Budget Reconciliation, however, is a gigantic exception to the 60-vote hurdle. The Congressional Budget Act limits debate on Budget Reconciliation legislation. With a limit on debate, the bill cannot be filibustered and there is no need to secure 60 votes to invoke cloture. Reconciliation legislation can pass with a simple majority of 51 votes (or 50 votes when the Vice President breaks a tie, as Vice President Pence did on the DeVos confirmation vote).
Unlimited Amendments in the Senate. In addition to the Senate’s tradition of unlimited debate, the other major privilege of Senators is the power of unlimited amendment. In general, Senators can offer any amendment on any subject to any bill. This unlimited right of amendment includes “non-germane” amendments—in other words, amendments that have nothing to do with the bill being debated. This may seem like a wildly inefficient way to legislate, but it has the undeniable virtue of ensuring that minority points of view get public attention in the Senate (unlike the House of Representatives, where the majority party always has the procedural means to severely limit both debate and amendment).
Budget Reconciliation, however, is a major exception to Senators’ typical privilege of unlimited amendment. When the Senate is considering a Budget Reconciliation bill, Senators can only offer “germane” amendments—and “germaneness” is much stricter than mere relevance. Most substantive amendments offered to a Reconciliation bill on the Senate Floor are likely to be ruled non-germane and can only be considered if the restriction is waived by a vote of sixty Senators. The result is that the committee-reported version of Reconciliation legislation is very difficult to amend.
Budget Reconciliation short-circuits Senate Rules. This brings us back to Senator Byrd. He was a brilliant defender of the Senate’s tradition of unlimited debate and amendment and did not want to see the Reconciliation mechanism become a way for Senate committees to fast-track non-budgetary legislation through the Senate, immune from filibuster and virtually immune from amendment.

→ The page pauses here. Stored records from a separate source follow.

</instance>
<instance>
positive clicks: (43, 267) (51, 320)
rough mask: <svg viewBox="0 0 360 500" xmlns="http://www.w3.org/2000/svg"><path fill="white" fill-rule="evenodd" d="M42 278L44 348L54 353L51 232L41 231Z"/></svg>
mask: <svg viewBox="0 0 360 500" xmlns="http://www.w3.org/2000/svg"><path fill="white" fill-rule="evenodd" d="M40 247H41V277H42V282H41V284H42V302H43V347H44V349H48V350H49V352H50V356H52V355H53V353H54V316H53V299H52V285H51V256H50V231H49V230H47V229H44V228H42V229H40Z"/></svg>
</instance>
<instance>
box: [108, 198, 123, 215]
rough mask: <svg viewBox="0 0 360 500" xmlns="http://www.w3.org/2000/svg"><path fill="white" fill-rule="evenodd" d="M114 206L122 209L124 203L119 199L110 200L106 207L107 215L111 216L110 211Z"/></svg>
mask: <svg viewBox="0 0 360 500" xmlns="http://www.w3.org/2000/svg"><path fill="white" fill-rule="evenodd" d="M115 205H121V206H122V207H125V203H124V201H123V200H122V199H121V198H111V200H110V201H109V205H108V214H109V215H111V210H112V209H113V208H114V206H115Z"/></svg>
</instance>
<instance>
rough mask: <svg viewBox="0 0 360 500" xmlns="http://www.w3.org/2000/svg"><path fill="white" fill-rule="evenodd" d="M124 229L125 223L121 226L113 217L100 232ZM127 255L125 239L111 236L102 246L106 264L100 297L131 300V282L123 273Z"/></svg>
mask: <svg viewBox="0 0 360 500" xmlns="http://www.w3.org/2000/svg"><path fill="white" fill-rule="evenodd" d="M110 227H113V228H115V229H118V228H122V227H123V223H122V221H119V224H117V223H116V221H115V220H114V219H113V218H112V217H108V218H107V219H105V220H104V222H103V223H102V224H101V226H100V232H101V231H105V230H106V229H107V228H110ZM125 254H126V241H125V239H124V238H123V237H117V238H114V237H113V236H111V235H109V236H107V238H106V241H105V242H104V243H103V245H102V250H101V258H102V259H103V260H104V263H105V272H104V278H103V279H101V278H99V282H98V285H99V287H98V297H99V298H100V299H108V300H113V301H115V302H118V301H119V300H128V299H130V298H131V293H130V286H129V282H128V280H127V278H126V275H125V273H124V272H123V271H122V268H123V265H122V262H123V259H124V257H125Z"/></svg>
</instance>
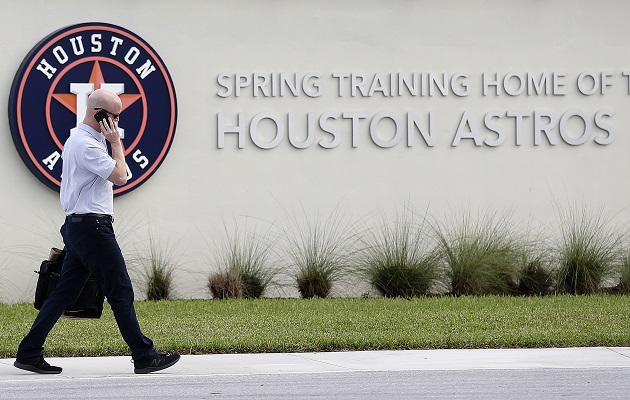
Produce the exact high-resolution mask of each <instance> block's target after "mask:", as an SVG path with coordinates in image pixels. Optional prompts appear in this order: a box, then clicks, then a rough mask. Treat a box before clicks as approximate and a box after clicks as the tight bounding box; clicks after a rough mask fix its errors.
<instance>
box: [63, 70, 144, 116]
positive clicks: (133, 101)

In 1985, Senator Byrd was the driving force behind an amendment to the Congressional Budget Act that permits any Senator to raise an objection to any provision(s) in Reconciliation legislation that are “extraneous” to the budgetary purposes of the Reconciliation bill. (Similar objections can be raised against any provision of a Reconciliation conference report following a House-Senate negotiation.) If the Presiding Officer in the Senate—in actuality, the nonpartisan Parliamentarian—agrees that a provision falls into the Byrd Rule’s definition of “extraneous,” the offending provision is automatically stricken (removed) from the Reconciliation bill.
A complex and arcane set of rules governs what is — and what is not — considered to be “extraneous” and subject to removal from a Reconciliation bill. Once a provision is ruled by the Parliamentarian to be “extraneous,” any attempt to keep the offending provision(s) in the Reconciliation Bill by waiving the Byrd Rule, or by overturning the decision of the Parliamentarian, requires 60 votes – an almost insurmountable hurdle in a closely divided Senate.
In January of this year, Congress adopted a Budget Resolution that set the stage for Budget Reconciliation legislation to repeal-and-replace the Affordable Care Act. Congressional leaders are using Budget Reconciliation procedures in order to make the repeal-and-replace legislation immune from filibuster. The Senate’s Byrd Rule, and the limitations it places on Reconciliation legislation, will be pivotal in determining both the content and outcome of the legislation.